Question

A point particle moves on the x-y plane according to the law $x=a\sin (\omega t)$ and $y=a(1-\cos (\omega t))$ where $a$ and $\omega$ are positive constants and $t$ is in seconds. Find the distance covered in time ${{t}_{0}}$.
A. $a\omega {{t}_{0}}$
B. $\sqrt{2{{a}^{2}}+2{{a}^{2}}\cos (\omega {{t}_{0}})}$
C. $2a\sin \left( \dfrac{\omega {{t}_{0}}}{2} \right)$
D. $2a\cos \left( \dfrac{\omega {{t}_{0}}}{2} \right)$

Answer 1

Hint: Calculate rate of change of $x$ and $y$ with respect to time. This gives us velocity of point particles in $x$ and $y$ direction respectively. The magnitude of the velocity vector is the speed of the particle. Distance can be calculated by multiplying the speed of a particle with time period.

Formula used: Distance travelled $d=\left| \mathbf{v} \right|{{t}_{0}}$, magnitude of velocity $\left| \mathbf{v} \right|=\sqrt{v_{x}^{2}+v_{y}^{2}}$

Complete step by step answer:
We are given functions of $x$ and $y$ coordinate in terms of time $t$. The change in $x$ and $y$ coordinates is the displacement of point particles in $x$ and $y$ direction respectively.
Velocity of a particle is defined as rate of change of displacement. So the rate of change of $x$ and $y$ coordinates is the velocity of point particles along $x$ and $y$ direction respectively.
We can calculate the velocity of a particle by differentiating its functions of position. Therefore,
${{v}_{x}}=\dfrac{dx}{dt}=\dfrac{d(a\sin (\omega t))}{dt}=a\omega \cos (\omega t)$
${{v}_{y}}=\dfrac{dy}{dt}=\dfrac{d(a(1-\cos (\omega t))}{dt}=a\omega \sin (\omega t)$
Where ${{v}_{x}}$ and ${{v}_{y}}$ denote velocities along the $x$ and $y$ axis respectively.
We can calculate the magnitude of velocity by taking the square root of the sum of squares of velocities along the $x$ and $y$ axis. Mathematically, we can write
$\left| \mathbf{v} \right|=\sqrt{v_{x}^{2}+v_{y}^{2}}=\sqrt{{{(a\omega \cos \omega t)}^{2}}+{{(a\omega \sin \omega t)}^{2}}}$
$\left| \mathbf{v} \right|=\sqrt{{{a}^{2}}{{\omega }^{2}}co{{s}^{2}}\omega t+{{a}^{2}}{{\omega }^{2}}{{\sin }^{2}}\omega t}=\sqrt{{{a}^{2}}{{\omega }^{2}}(co{{s}^{2}}\omega t+{{\sin }^{2}}\omega t)}$
We know from trigonometric identity that ${{\sin }^{2}}\theta +{{\cos }^{2}}\theta =1$. Therefore,
$\left| \mathbf{v} \right|=a\omega $
Product of speed and time period gives the distance travelled during time period. Hence, distance travelled in time ${{t}_{0}}$ is given by
$d=\left| \mathbf{v} \right|{{t}_{0}}=a\omega {{t}_{0}}$
The point particle travels distance $a\omega {{t}_{0}}$ in time ${{t}_{0}}$.

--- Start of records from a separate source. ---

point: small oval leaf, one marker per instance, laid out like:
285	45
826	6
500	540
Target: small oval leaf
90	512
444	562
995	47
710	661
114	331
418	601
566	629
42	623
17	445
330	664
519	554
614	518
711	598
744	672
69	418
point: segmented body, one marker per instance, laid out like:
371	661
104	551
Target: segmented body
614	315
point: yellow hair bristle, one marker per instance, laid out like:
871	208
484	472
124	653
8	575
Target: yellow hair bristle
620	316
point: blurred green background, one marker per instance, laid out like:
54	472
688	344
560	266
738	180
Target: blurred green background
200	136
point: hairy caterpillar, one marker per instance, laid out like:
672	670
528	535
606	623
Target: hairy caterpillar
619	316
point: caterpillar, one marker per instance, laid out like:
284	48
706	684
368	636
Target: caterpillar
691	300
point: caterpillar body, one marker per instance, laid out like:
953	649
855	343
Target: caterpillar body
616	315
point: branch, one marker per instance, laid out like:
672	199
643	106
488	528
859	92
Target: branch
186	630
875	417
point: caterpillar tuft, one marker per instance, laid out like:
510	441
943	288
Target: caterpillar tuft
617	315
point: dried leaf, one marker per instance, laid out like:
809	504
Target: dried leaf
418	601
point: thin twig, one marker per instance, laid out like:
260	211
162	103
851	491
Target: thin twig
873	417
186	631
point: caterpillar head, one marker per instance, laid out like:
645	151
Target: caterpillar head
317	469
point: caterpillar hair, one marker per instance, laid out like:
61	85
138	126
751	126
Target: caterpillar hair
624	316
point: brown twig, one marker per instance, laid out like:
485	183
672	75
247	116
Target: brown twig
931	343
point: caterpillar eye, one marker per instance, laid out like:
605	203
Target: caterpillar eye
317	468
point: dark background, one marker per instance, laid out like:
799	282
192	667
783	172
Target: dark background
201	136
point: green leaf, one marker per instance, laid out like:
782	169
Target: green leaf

So, the correct answer is “Option A”.

Note: Distance is a scalar quantity. It is defined as the total path travelled by the particle.
Displacement of a particle is the change in its position. It is the minimum distance; a particle will have to travel from one point to another. If a particle travels and comes back to the same place then its displacement is zero. Displacement is a vector quantity.